Peu mais si précieuses
Les gagnantes et placées de Groupe 1 ne représentent peut-être que 1 % de la population de juments, mais au moment de l’écriture de cet article (mi-avril), elles avaient produit sept des vingt et un trois ans ayant couru cette année en France avec un rating officiel de 47 ou plus, soit 33 %. Si l’on élargit légèrement le champ et que l’on inclut les produits de juments ayant déjà produit un gagnant de Groupe 1, on compte deux candidats supplémentaires : Uther, vainqueur du Prix Noailles (Gr.3), est un demi-frère de Sosie, lauréat du Grand Prix de Paris (Gr.1), et Tito Mo Cen, noté 46,5, est un demi-frère de Ramatuelle, gagnante du Prix de La Forêt (Gr.1). Les lauréates, productrices et placées de Groupe 1 sont donc bien plus susceptibles que n’importe quelle autre sous-catégorie de poulinières de produire la prochaine génération de gagnants et de performers de Groupe 1.
Cette prépotence est encore plus évidente lorsqu’on observe les performances des fils de juments gagnantes de Groupe 1 en tant qu’étalons. En consultant une liste des étalons européens actifs avec plus de 200 produits, classés selon leur pourcentage de performers de Groupe 1, on passe de Frankel, en première position, à Gleneagles en vingtième. Parmi les fils de juments gagnantes de Groupe 1 présents dans cette liste figurent Dubawi, Zarak, Farhh, Sea The Stars, Australia, Kingman, Too Darn Hot et New Approach, tandis que la mère de Lope de Vega et Lady Vettori, s’était placée dans le Prix Marcel Boussac. On retrouve également Frankel, Oasis Dream et Gleneagles, tous demi-frères ou propres frères de gagnants de Groupe 1. Pas moins de douze, soit 60 %, des meilleurs étalons producteurs de performers de Groupe 1 en Europe sont issus de juments gagnantes ou placées de Groupe 1, ou sont demi-frères d’autres gagnants de Groupe 1. Parmi les étalons de tête ne figurant pas dans cette liste, on retrouve Kodiac, Ghaiyyath et Saxon Warrior, tous fils de juments lauréates de Groupe 1 en piste, ainsi que Siyouni, Nathaniel, Churchill et Make Believe, tous demi-frères d’autres gagnants de Groupe 1.

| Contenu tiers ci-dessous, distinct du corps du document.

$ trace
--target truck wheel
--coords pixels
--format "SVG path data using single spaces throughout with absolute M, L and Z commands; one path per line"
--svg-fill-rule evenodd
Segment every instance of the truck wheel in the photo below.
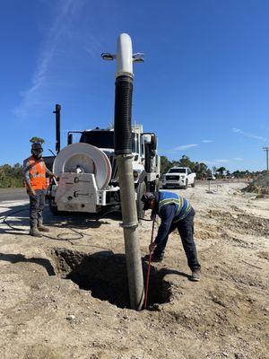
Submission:
M 59 211 L 57 209 L 57 206 L 56 205 L 54 205 L 54 201 L 52 199 L 48 199 L 48 206 L 49 206 L 50 212 L 53 215 L 59 215 Z
M 143 209 L 143 205 L 141 200 L 143 195 L 146 193 L 146 184 L 144 182 L 139 183 L 136 188 L 136 193 L 137 193 L 137 200 L 136 200 L 137 217 L 139 219 L 144 217 L 144 211 Z
M 187 183 L 187 180 L 186 180 L 186 183 L 185 183 L 185 187 L 184 187 L 184 188 L 185 188 L 185 189 L 187 189 L 187 185 L 188 185 L 188 183 Z

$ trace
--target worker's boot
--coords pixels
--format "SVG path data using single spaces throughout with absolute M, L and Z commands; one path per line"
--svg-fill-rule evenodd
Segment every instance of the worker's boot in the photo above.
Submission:
M 33 237 L 42 237 L 42 233 L 39 232 L 36 225 L 30 227 L 29 234 Z
M 38 223 L 38 229 L 40 232 L 46 232 L 47 233 L 49 232 L 49 229 L 43 225 L 42 222 Z
M 194 269 L 192 271 L 192 275 L 190 276 L 190 280 L 193 282 L 200 282 L 201 279 L 201 270 L 200 269 Z

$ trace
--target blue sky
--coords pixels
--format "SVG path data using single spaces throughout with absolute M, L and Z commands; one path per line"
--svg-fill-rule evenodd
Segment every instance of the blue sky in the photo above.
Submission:
M 127 32 L 133 118 L 159 152 L 230 171 L 265 168 L 269 146 L 267 0 L 9 0 L 2 2 L 0 164 L 22 162 L 29 139 L 55 149 L 55 104 L 68 130 L 114 120 L 116 50 Z

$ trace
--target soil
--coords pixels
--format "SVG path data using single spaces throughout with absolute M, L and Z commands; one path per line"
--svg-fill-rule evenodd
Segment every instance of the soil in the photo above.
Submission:
M 243 191 L 256 192 L 259 196 L 269 195 L 269 172 L 261 174 L 257 179 L 254 180 Z
M 269 200 L 243 186 L 178 191 L 196 212 L 202 279 L 189 280 L 173 232 L 142 311 L 128 309 L 118 215 L 96 221 L 46 208 L 50 233 L 34 238 L 27 202 L 1 204 L 0 357 L 269 358 Z M 139 226 L 142 256 L 151 230 L 151 222 Z

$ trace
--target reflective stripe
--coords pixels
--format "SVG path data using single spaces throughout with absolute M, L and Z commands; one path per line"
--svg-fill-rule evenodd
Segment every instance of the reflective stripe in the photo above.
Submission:
M 46 189 L 46 165 L 44 160 L 36 160 L 33 156 L 29 158 L 30 180 L 33 189 Z

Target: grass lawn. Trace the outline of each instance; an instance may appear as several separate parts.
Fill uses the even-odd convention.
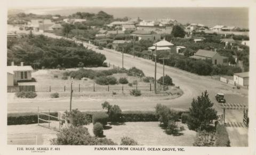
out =
[[[125,122],[122,125],[108,125],[108,128],[104,130],[106,137],[113,140],[120,144],[121,138],[129,136],[136,140],[139,144],[143,145],[166,146],[193,146],[196,132],[189,130],[188,127],[180,122],[179,126],[183,126],[185,130],[181,132],[181,135],[167,135],[164,130],[158,126],[158,122]],[[85,126],[88,128],[92,135],[93,124]]]

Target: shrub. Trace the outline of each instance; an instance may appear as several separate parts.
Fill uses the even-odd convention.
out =
[[[138,145],[138,143],[137,141],[134,140],[133,139],[127,137],[123,137],[121,139],[121,143],[120,144],[121,145]]]
[[[61,78],[61,79],[65,80],[68,80],[68,76],[62,76],[62,77]]]
[[[167,84],[168,85],[173,85],[173,83],[172,83],[172,79],[169,76],[168,76],[167,75],[164,76],[164,83],[165,84]],[[159,82],[163,84],[163,76],[161,76],[161,78],[160,78],[158,79],[158,81]]]
[[[140,90],[139,90],[132,89],[132,90],[130,90],[130,94],[131,96],[140,96],[141,95],[141,92],[140,92]]]
[[[58,98],[59,97],[59,93],[58,92],[55,92],[55,93],[52,93],[51,94],[51,97],[52,98]]]
[[[226,127],[219,124],[216,127],[217,140],[215,145],[217,147],[230,147],[230,142],[228,137],[228,134]]]
[[[102,64],[102,67],[108,67],[108,63],[107,63],[106,62],[103,63],[103,64]]]
[[[131,73],[131,72],[128,72],[128,73],[127,73],[127,75],[128,75],[128,76],[133,76],[133,74],[132,74],[132,73]]]
[[[93,133],[95,136],[101,137],[103,136],[103,126],[100,123],[96,123],[93,125]]]
[[[121,84],[127,84],[129,82],[126,78],[120,78],[120,79],[119,79],[119,83]]]
[[[188,120],[188,114],[183,113],[181,114],[181,123],[186,123]]]
[[[66,111],[65,113],[67,115],[67,117],[70,120],[72,125],[74,126],[87,125],[91,122],[88,116],[86,116],[77,109],[72,109],[71,112]]]
[[[136,85],[138,84],[138,81],[137,80],[134,80],[132,81],[132,84]]]
[[[142,76],[145,75],[144,73],[143,73],[142,70],[137,68],[135,67],[133,67],[131,68],[130,68],[129,71],[131,72],[135,73],[137,75],[141,75]]]
[[[18,98],[34,98],[37,94],[34,91],[24,91],[18,92],[15,93],[15,95]]]
[[[97,78],[95,82],[100,85],[115,84],[117,83],[117,80],[112,76],[103,76]]]
[[[65,72],[63,73],[63,76],[69,76],[70,74],[70,72],[66,71]]]
[[[99,112],[92,115],[92,123],[100,123],[103,125],[108,124],[108,115],[105,113]]]
[[[148,79],[148,78],[143,78],[143,81],[144,82],[150,82],[150,81],[149,80],[149,79]]]

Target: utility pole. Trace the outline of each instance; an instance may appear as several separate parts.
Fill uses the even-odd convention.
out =
[[[122,68],[124,68],[124,46],[123,46],[123,49],[122,49]]]
[[[71,81],[71,87],[70,87],[70,104],[69,107],[69,111],[71,112],[72,109],[72,94],[73,93],[73,90],[72,89],[72,83],[73,82],[73,78],[72,78],[72,81]]]
[[[155,93],[156,93],[156,49],[157,45],[156,44],[156,50],[155,51],[155,53],[154,55],[155,56],[155,80],[154,80],[154,84],[155,84]]]
[[[134,50],[134,40],[135,36],[133,36],[133,57],[135,57],[135,50]]]

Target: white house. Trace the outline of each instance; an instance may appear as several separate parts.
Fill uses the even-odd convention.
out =
[[[15,66],[14,62],[12,62],[11,66],[7,66],[7,86],[17,85],[19,81],[31,80],[33,71],[31,66],[23,66],[23,62],[20,66]]]
[[[249,85],[249,72],[234,73],[235,84],[243,86]]]

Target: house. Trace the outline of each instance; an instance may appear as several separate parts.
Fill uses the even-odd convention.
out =
[[[136,27],[132,24],[124,24],[122,27],[122,30],[123,31],[132,31],[136,30]]]
[[[215,32],[220,32],[222,31],[222,29],[223,28],[225,28],[225,26],[224,25],[215,25],[210,29],[210,30],[212,30],[214,31]]]
[[[213,65],[228,65],[228,58],[221,56],[217,51],[199,49],[193,56],[189,57],[196,59],[211,59]]]
[[[153,44],[153,46],[150,47],[148,49],[153,51],[155,50],[156,46],[156,50],[169,50],[170,53],[176,53],[176,48],[174,45],[170,42],[164,38],[163,40],[158,41]]]
[[[241,42],[241,44],[243,45],[245,45],[247,46],[250,46],[250,41],[249,40],[243,40]]]
[[[249,85],[249,72],[234,73],[234,81],[235,85]]]
[[[124,32],[122,31],[118,31],[118,30],[115,30],[115,31],[108,31],[107,32],[106,37],[107,38],[114,37],[115,37],[115,36],[116,36],[117,35],[118,35],[118,34],[124,34]]]
[[[23,66],[23,62],[20,63],[20,66],[15,66],[14,62],[12,62],[11,66],[7,66],[7,86],[17,85],[19,81],[31,80],[33,71],[31,66]]]
[[[135,37],[135,40],[140,41],[140,40],[157,40],[161,39],[161,35],[157,33],[153,33],[151,32],[145,31],[143,30],[138,30],[132,33],[132,36]]]

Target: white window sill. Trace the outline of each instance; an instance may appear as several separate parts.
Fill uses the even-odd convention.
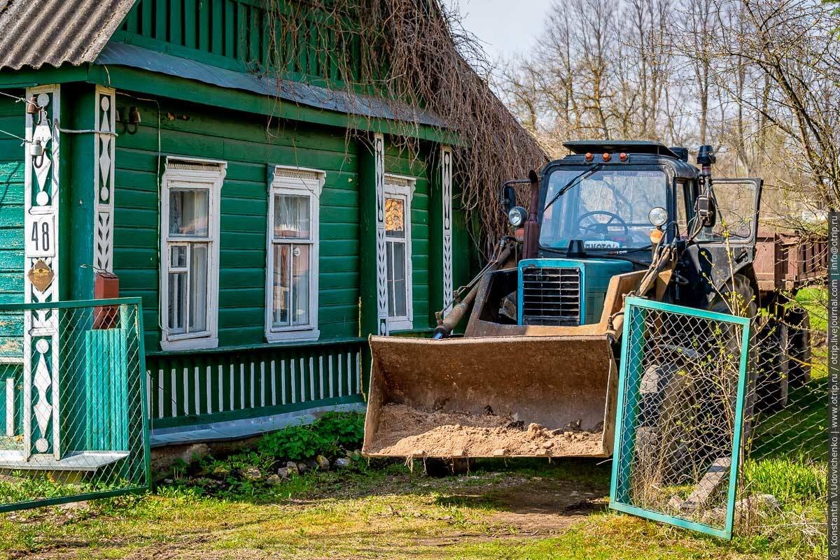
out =
[[[389,319],[388,331],[391,330],[412,330],[414,329],[414,321],[410,319]]]
[[[279,330],[265,333],[265,342],[302,342],[318,340],[321,337],[320,330]]]
[[[160,341],[160,350],[167,351],[182,350],[207,350],[208,348],[217,348],[218,346],[218,339],[211,337]]]

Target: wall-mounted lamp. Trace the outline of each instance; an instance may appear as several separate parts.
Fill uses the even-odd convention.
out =
[[[32,143],[32,149],[29,150],[29,155],[32,156],[32,164],[35,167],[40,167],[44,163],[44,146],[41,145],[40,140],[35,140]]]
[[[34,96],[29,97],[29,100],[26,101],[26,114],[27,115],[37,115],[41,108],[38,106],[38,98]]]
[[[117,114],[115,116],[115,120],[117,121],[117,125],[123,126],[123,132],[128,134],[136,134],[138,126],[142,122],[140,118],[140,111],[137,110],[137,107],[130,107],[129,109],[129,122],[126,122],[123,120],[122,116],[123,109],[118,107]]]

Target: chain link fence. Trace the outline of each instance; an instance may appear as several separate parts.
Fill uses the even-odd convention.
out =
[[[749,321],[636,298],[625,321],[613,506],[728,537]]]
[[[616,509],[826,549],[827,370],[812,330],[825,307],[803,299],[749,319],[747,302],[722,315],[628,299]]]
[[[814,298],[816,295],[816,298]],[[827,553],[828,391],[821,292],[785,298],[753,321],[735,534]]]
[[[0,305],[0,511],[149,487],[138,298]]]

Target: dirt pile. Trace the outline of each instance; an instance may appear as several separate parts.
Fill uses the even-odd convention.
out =
[[[549,429],[511,417],[423,411],[387,404],[365,453],[396,457],[566,457],[601,453],[601,432]]]

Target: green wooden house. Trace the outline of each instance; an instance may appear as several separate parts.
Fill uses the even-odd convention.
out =
[[[400,126],[332,87],[315,34],[281,76],[260,71],[269,17],[260,0],[0,0],[2,300],[90,299],[101,272],[142,298],[158,443],[362,403],[367,335],[430,332],[468,279],[445,123]],[[3,371],[13,436],[34,404]]]

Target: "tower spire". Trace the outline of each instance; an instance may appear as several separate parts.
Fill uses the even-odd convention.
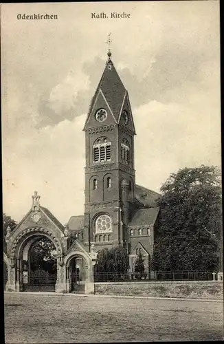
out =
[[[108,35],[108,39],[107,41],[107,44],[108,45],[108,52],[107,52],[107,56],[109,57],[108,61],[110,61],[111,59],[111,44],[112,43],[112,39],[111,39],[111,32],[110,32]]]

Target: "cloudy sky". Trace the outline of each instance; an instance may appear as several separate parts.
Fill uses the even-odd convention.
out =
[[[94,19],[91,13],[130,13]],[[57,20],[18,20],[18,14]],[[219,1],[1,4],[3,211],[19,221],[34,190],[64,224],[84,211],[91,98],[112,61],[128,89],[136,182],[221,164]]]

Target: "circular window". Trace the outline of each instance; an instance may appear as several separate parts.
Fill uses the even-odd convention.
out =
[[[99,109],[96,113],[96,119],[98,122],[104,122],[107,117],[107,112],[105,109]]]
[[[96,220],[95,230],[96,233],[112,231],[112,222],[107,215],[102,215]]]

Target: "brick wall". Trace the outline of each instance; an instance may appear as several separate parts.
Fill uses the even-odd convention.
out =
[[[151,297],[223,299],[223,284],[219,281],[96,283],[98,294]]]

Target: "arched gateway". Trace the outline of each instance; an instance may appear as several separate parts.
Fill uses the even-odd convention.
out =
[[[75,292],[75,284],[80,281],[80,275],[76,279],[74,276],[76,274],[78,276],[77,271],[80,274],[81,270],[85,292],[94,292],[93,271],[97,254],[93,246],[88,250],[78,239],[72,241],[67,228],[48,209],[41,206],[39,200],[40,196],[35,191],[30,211],[13,230],[8,228],[5,237],[7,252],[4,254],[8,274],[5,290],[25,291],[27,286],[32,290],[34,281],[44,280],[45,284],[47,285],[48,278],[49,281],[52,279],[51,285],[55,292]],[[48,272],[41,268],[34,272],[30,264],[32,248],[42,238],[47,238],[55,248],[56,272],[54,279],[52,277],[49,278]],[[41,272],[43,277],[40,279],[38,274],[41,274]],[[34,272],[36,279],[32,278]],[[36,287],[36,285],[33,286]],[[34,288],[34,290],[40,290],[40,288]]]

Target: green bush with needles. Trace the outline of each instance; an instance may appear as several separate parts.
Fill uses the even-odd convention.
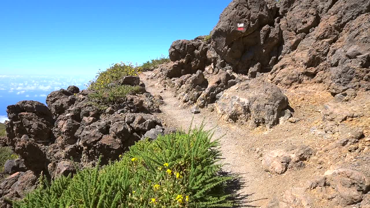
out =
[[[220,174],[218,140],[202,127],[139,142],[119,161],[38,188],[14,208],[234,207],[234,177]]]

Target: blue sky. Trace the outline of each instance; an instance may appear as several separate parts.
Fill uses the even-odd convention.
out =
[[[208,34],[231,1],[3,1],[0,70],[90,75],[141,63],[168,54],[176,40]]]
[[[0,122],[8,105],[83,88],[110,64],[168,55],[174,41],[208,34],[230,1],[2,1]]]

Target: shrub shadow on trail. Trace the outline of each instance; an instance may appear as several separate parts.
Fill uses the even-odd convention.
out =
[[[249,201],[248,200],[248,198],[250,196],[254,194],[254,193],[247,194],[244,192],[239,192],[240,190],[247,186],[246,185],[246,180],[243,178],[241,174],[236,174],[232,172],[221,171],[219,172],[219,174],[224,177],[232,177],[234,178],[234,179],[226,182],[225,184],[226,188],[225,189],[225,191],[227,194],[234,195],[233,198],[230,199],[236,204],[235,207],[236,208],[259,207],[259,206],[251,205],[249,204],[255,201],[267,199],[267,198],[265,198]]]

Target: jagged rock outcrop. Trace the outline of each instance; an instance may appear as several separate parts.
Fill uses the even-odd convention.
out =
[[[37,177],[30,170],[17,172],[3,180],[0,183],[0,208],[11,207],[5,199],[21,199],[36,188],[37,181]]]
[[[266,208],[315,207],[315,204],[323,205],[322,199],[329,207],[356,207],[353,205],[361,202],[369,190],[370,178],[363,172],[348,168],[330,170],[305,186],[297,185],[287,190],[281,199],[272,199]]]
[[[247,123],[256,127],[271,128],[289,104],[276,85],[259,79],[238,83],[222,93],[215,104],[219,114],[231,122]]]
[[[120,81],[140,84],[138,77],[124,77]],[[119,106],[103,112],[89,102],[89,93],[75,86],[53,92],[46,100],[50,110],[32,101],[8,106],[7,143],[27,170],[37,175],[43,171],[52,177],[66,175],[75,171],[71,157],[84,167],[101,155],[104,164],[118,158],[156,126],[164,130],[160,120],[145,113],[159,111],[154,103],[161,97],[147,93],[129,95]]]
[[[241,74],[263,76],[285,88],[324,83],[333,95],[367,90],[369,12],[367,0],[234,0],[210,39],[174,42],[172,62],[152,76],[165,87],[176,87],[185,105],[201,107],[245,80]],[[212,86],[211,77],[225,71],[234,77],[227,87]]]
[[[305,145],[275,150],[265,155],[262,164],[266,171],[281,174],[288,169],[296,170],[304,168],[305,164],[303,161],[309,159],[314,152]]]

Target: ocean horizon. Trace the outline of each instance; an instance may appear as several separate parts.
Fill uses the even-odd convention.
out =
[[[53,91],[74,85],[80,90],[94,78],[90,75],[30,75],[0,74],[0,123],[8,120],[7,107],[22,100],[38,101],[46,105],[46,97]]]

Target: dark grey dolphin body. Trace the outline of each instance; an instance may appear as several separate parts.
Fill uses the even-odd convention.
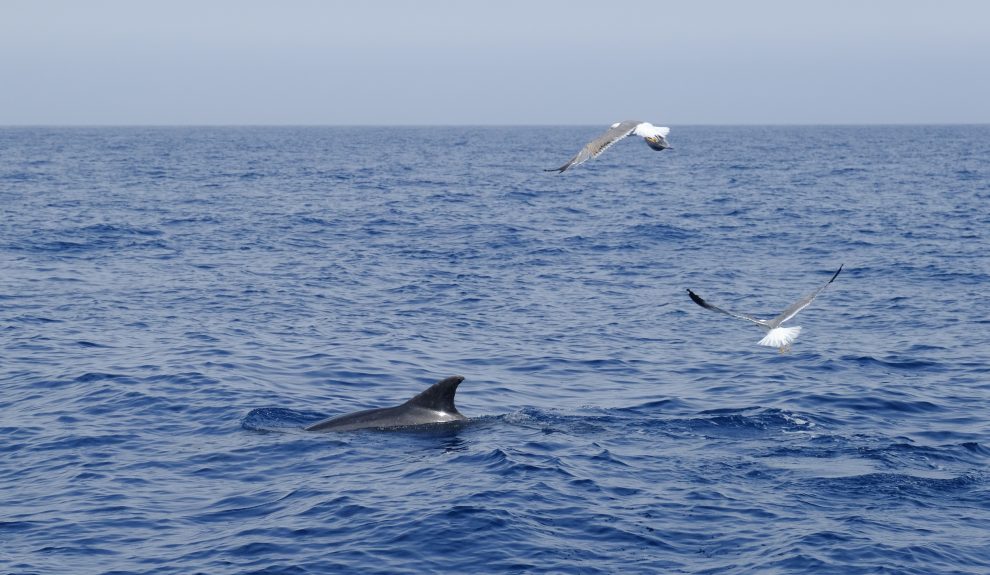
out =
[[[455,375],[438,381],[426,391],[395,407],[366,409],[338,415],[314,423],[306,431],[351,431],[354,429],[408,427],[427,423],[464,421],[467,418],[454,407],[454,393],[464,378]]]

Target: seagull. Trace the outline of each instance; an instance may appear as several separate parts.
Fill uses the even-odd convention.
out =
[[[745,319],[762,327],[763,329],[767,330],[767,335],[760,340],[759,342],[760,345],[765,345],[767,347],[776,347],[780,350],[780,353],[785,353],[791,349],[791,343],[795,339],[797,339],[797,336],[801,333],[801,326],[783,327],[781,326],[781,324],[793,318],[798,314],[799,311],[811,305],[811,302],[818,296],[818,294],[822,293],[822,291],[828,287],[828,284],[835,281],[835,278],[838,277],[839,272],[841,271],[842,271],[842,266],[840,265],[839,269],[832,275],[832,279],[825,282],[825,285],[818,288],[810,295],[805,296],[803,299],[794,302],[793,304],[791,304],[789,308],[782,311],[780,315],[778,315],[773,319],[757,319],[755,317],[750,317],[748,315],[743,315],[741,313],[733,313],[731,311],[726,311],[720,307],[715,307],[712,304],[701,299],[701,297],[698,294],[694,293],[690,289],[688,290],[688,295],[691,296],[691,299],[694,301],[694,303],[700,305],[705,309],[710,309],[712,311],[724,313],[734,318]]]
[[[670,144],[667,143],[664,136],[669,133],[670,128],[661,128],[659,126],[654,126],[649,122],[637,122],[635,120],[616,122],[612,124],[612,127],[609,128],[607,132],[585,144],[584,147],[581,148],[581,151],[578,152],[576,156],[571,158],[571,161],[559,168],[550,168],[549,170],[544,171],[561,173],[571,166],[583,164],[591,158],[597,158],[599,154],[612,147],[612,144],[630,134],[643,138],[651,148],[658,152],[661,150],[666,150],[670,147]]]

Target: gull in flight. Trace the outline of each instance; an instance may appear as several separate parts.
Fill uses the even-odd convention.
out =
[[[584,147],[581,148],[581,151],[578,152],[576,156],[571,158],[569,162],[559,168],[551,168],[544,171],[561,173],[567,168],[578,164],[583,164],[592,158],[597,158],[602,152],[612,147],[612,144],[630,134],[643,138],[646,140],[647,145],[658,152],[661,150],[666,150],[670,147],[670,144],[667,143],[665,138],[665,136],[669,133],[670,128],[661,128],[659,126],[654,126],[649,122],[637,122],[635,120],[616,122],[615,124],[612,124],[612,127],[609,128],[607,132],[585,144]]]
[[[760,340],[759,342],[760,345],[765,345],[767,347],[776,347],[780,350],[780,353],[785,353],[786,351],[791,349],[791,343],[795,339],[797,339],[797,336],[801,333],[801,326],[783,327],[781,324],[793,318],[798,314],[799,311],[811,305],[811,302],[818,296],[818,294],[822,293],[822,291],[828,287],[828,284],[835,281],[835,278],[839,275],[839,272],[841,271],[842,271],[842,266],[839,266],[839,269],[832,275],[832,279],[825,282],[825,285],[818,288],[810,295],[805,296],[804,298],[794,302],[793,304],[791,304],[790,307],[782,311],[780,315],[778,315],[773,319],[757,319],[755,317],[750,317],[748,315],[743,315],[741,313],[733,313],[731,311],[726,311],[720,307],[715,307],[712,304],[701,299],[701,297],[698,294],[694,293],[690,289],[688,290],[688,295],[691,296],[691,299],[694,301],[694,303],[700,305],[705,309],[710,309],[712,311],[724,313],[734,318],[745,319],[762,327],[763,329],[767,330],[767,335]]]

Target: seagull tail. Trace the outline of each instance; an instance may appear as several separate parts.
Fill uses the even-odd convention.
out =
[[[801,334],[801,326],[795,327],[775,327],[760,340],[760,345],[767,347],[785,347],[797,339]]]

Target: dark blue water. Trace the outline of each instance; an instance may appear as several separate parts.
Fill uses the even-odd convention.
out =
[[[0,572],[990,572],[990,127],[599,131],[0,130]]]

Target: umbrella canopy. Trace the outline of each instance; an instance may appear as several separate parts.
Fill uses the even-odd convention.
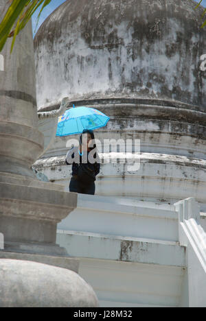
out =
[[[106,125],[110,118],[97,109],[75,107],[58,117],[56,136],[81,134],[84,129],[95,130]]]

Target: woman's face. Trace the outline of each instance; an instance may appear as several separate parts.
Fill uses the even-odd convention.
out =
[[[82,145],[84,146],[88,146],[89,145],[89,141],[91,141],[91,134],[89,132],[85,132],[82,134]]]

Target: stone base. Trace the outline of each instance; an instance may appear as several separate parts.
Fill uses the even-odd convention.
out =
[[[10,259],[22,261],[30,261],[49,265],[63,268],[78,273],[79,259],[75,257],[56,257],[36,254],[20,253],[0,250],[0,259]]]

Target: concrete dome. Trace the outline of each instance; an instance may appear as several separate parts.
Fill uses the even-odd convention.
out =
[[[187,0],[69,0],[34,39],[39,108],[129,97],[204,111],[203,10]],[[205,34],[205,36],[204,36]],[[168,101],[172,102],[168,102]],[[187,104],[195,106],[189,106]]]
[[[200,68],[206,33],[196,4],[69,0],[39,29],[38,109],[57,108],[69,96],[71,106],[97,108],[110,117],[95,130],[102,147],[104,139],[130,139],[134,152],[135,140],[140,141],[139,170],[126,162],[102,163],[97,195],[168,204],[194,197],[206,213],[206,72]],[[35,163],[66,190],[68,139],[56,137]]]
[[[97,296],[69,270],[36,262],[0,260],[1,307],[92,307]]]

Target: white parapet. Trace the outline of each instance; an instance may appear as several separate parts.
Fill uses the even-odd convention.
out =
[[[4,250],[4,237],[2,233],[0,233],[0,250]]]
[[[180,245],[187,247],[189,307],[206,307],[206,233],[200,224],[200,209],[194,198],[174,204],[179,212]]]

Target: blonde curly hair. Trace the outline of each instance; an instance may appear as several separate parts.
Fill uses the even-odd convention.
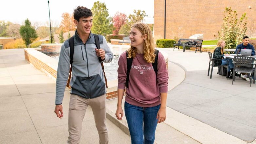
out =
[[[131,28],[134,27],[138,29],[142,35],[146,34],[147,38],[144,41],[144,59],[147,63],[152,63],[155,62],[156,55],[155,53],[154,42],[152,33],[148,26],[146,24],[138,23],[133,25]],[[136,56],[137,50],[136,47],[132,46],[127,50],[128,58],[134,58]]]

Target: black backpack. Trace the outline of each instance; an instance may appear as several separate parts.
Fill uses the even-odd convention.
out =
[[[96,47],[97,49],[99,49],[100,48],[100,42],[99,40],[99,36],[98,35],[92,34],[93,36],[94,36],[94,42],[96,45]],[[68,39],[68,44],[69,44],[69,47],[70,49],[70,68],[69,69],[69,76],[68,77],[68,80],[67,81],[67,87],[69,87],[69,83],[70,82],[70,79],[71,79],[71,72],[72,72],[72,63],[73,63],[73,56],[74,55],[74,51],[75,49],[75,44],[74,42],[74,37],[72,36]],[[100,63],[101,63],[101,67],[102,67],[102,69],[103,70],[103,72],[104,73],[104,77],[105,77],[105,80],[106,81],[106,87],[108,87],[108,84],[107,82],[107,78],[106,77],[106,74],[105,73],[105,71],[104,71],[104,66],[103,65],[103,62],[102,61],[101,58],[100,57],[99,57],[99,60],[100,61]]]
[[[157,75],[157,60],[158,60],[158,53],[159,53],[159,50],[157,49],[155,49],[155,53],[156,54],[155,57],[155,62],[152,63],[152,66],[154,69],[154,71],[155,72],[156,75]],[[128,83],[129,82],[129,74],[131,71],[131,68],[132,67],[132,63],[133,63],[133,58],[128,58],[128,53],[126,51],[126,62],[127,62],[127,71],[126,74],[126,88],[128,88]]]

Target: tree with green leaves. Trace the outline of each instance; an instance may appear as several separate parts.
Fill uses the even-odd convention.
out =
[[[133,13],[130,14],[128,16],[125,24],[124,25],[119,31],[119,34],[124,34],[128,35],[130,34],[131,27],[132,25],[137,22],[142,22],[144,18],[147,17],[145,11],[140,10],[133,10]]]
[[[36,30],[31,26],[31,22],[27,18],[25,20],[25,25],[20,27],[20,33],[27,46],[38,37]]]
[[[218,40],[225,41],[225,48],[235,48],[245,35],[247,17],[244,13],[238,19],[236,11],[232,10],[231,7],[226,7],[224,14],[221,28],[218,32],[218,36],[215,36]]]
[[[63,43],[65,40],[64,40],[64,37],[63,37],[63,32],[62,30],[61,30],[61,32],[60,33],[60,34],[58,36],[59,38],[59,40],[60,40],[60,43]]]
[[[93,14],[92,32],[104,36],[111,33],[113,29],[112,19],[109,17],[108,9],[105,3],[99,1],[94,2],[91,10]]]

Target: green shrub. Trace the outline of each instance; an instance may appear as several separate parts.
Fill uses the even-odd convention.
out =
[[[250,40],[249,41],[249,43],[253,45],[254,48],[256,48],[256,40]]]
[[[125,37],[125,36],[123,35],[109,35],[106,36],[106,39],[107,40],[107,42],[110,43],[110,40],[111,39],[117,39],[118,40],[122,40],[123,38]]]
[[[170,39],[160,39],[156,40],[156,47],[160,48],[173,47],[173,44],[176,41]]]

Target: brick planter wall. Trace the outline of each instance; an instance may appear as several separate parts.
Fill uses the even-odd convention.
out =
[[[42,44],[41,52],[44,53],[59,53],[62,44]]]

Il existe de nombreuses choses sur le marché du pur-sang qui sont, ou semblent être, absurdes et illogiques, mais le fait que les jeunes pouliches et juments gagnantes de Groupe 1 valent très cher n’en fait certainement pas partie. Les juments gagnantes au plus haut niveau ont plus de chances que n’importe quelle autre catégorie de produire des chevaux de Groupe 1, et leurs fils performants à ce niveau ont toutes les chances de devenir des étalons influents.